Noi, per grazia del Signore, già battezzati, venendo la Pasqua, dobbiamo riflettere con grande gioia e commozione su questo nostro avvenimento capitale, mediante il quale siamo stati elevati al grado di figli adottivi del Padre, di fratelli di Cristo inseriti nel suo corpo mistico, la Chiesa, e pervasi dell'animazione nuova dello Spirito Santo.
La liturgia notturna del Sabato Santo scioglie uno dei suoi inni più belli, l'Exsultet, per ricordare tale avvenimento, che tutti, singolarmente ed ecclesialmente, ci riguarda; quell'inno profetico facciamolo nostro.
Ma non è solo il battesimo che rende preziosa la celebrazione pasquale.
Vi è un altro Sacramento che figura e rinnova la risurrezione delle anime morte; ed è la Penitenza, la confessione; sacramento che ci deve essere estremamente caro.
Perché ne abbiamo bisogno.
Perché ci umilia e poi ci rende beati.
Perché ci fa rientrare in noi stessi ( ricordiamo il figliol prodigo della parabola evangelica: « ritornato in se stesso » ) ( Lc 15,17 ) e rimette la coscienza nella giusta prospettiva con dinamica chiarezza.
Perché ci fa usufruire, fino all'esperienza interiore, la misericordia, la bontà, l'amore di Dio.
Perché ci restituisce la pace, la speranza del bene, la dignità battesimale.
Perché ci restituisce alla comunione con la Chiesa.
Perché è, insomma, la nostra Pasqua di risurrezione.
Perciò fare la Pasqua, innanzi tutto, vuol dire per noi confessarsi bene per assidersi poi, senza rimorsi sacrileghi, alla mensa del Signore, all'Eucaristia ( 1 Cor 11,27-28 ).
Oggi, su questo punto della confessione pasquale dovremmo fare un lungo discorso apologetico:
la diffusione delle terapie psicanalitiche ce ne darebbero facile argomento, esse che tutto frugano e scoprono, ma non hanno la virtù ineffabile del perdono;
come pure la ritrosia odierna di ricorrere alla confessione sacramentale ci obbligherebbe a ricordarne la severa, sapiente e salutare obbligazione.
Ma non in questa sede.
La quale adesso solo ci offre occasione per ricordare che la avvincente metamorfosi, ancora del figliol prodigo: surgam et ibo, mi alzerò e andrò ( Lc 15,18 ), altro non è che semplicità e coraggio.

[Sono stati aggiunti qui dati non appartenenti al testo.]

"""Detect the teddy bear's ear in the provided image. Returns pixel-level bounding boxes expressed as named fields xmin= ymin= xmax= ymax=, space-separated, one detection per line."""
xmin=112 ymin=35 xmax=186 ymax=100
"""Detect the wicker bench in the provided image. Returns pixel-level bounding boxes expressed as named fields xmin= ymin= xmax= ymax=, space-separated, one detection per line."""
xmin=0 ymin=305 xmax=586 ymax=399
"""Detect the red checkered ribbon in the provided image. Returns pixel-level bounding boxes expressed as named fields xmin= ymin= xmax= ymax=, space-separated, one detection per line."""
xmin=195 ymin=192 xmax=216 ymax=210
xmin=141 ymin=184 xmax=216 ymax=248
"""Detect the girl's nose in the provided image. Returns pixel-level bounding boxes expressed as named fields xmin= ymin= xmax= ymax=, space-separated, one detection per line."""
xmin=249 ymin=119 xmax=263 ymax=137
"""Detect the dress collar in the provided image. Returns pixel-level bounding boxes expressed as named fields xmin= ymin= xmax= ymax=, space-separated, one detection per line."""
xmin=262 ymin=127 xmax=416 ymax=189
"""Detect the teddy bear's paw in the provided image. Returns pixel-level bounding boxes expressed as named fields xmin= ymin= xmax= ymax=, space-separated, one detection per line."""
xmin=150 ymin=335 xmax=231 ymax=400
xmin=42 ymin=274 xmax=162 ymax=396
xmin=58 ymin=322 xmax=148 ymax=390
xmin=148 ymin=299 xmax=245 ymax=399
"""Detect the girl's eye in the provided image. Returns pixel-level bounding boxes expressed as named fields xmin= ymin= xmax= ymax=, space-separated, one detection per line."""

Dopo di che il cammino verso la casa paterna è segnato, ed è breve; e conduce alla mensa paterna, sontuosamente e festosamente imbandita; conduce all'Eucaristia, la cui degna assunzione ci autorizza a dire, a nostro conforto interiore e ad edificazione dei fratelli: sì, « ho fatto la Pasqua ».
Qui ci fermiamo per dare a queste parole il significato d'augurio a voi tutti, Figli e Fratelli: buona Pasqua!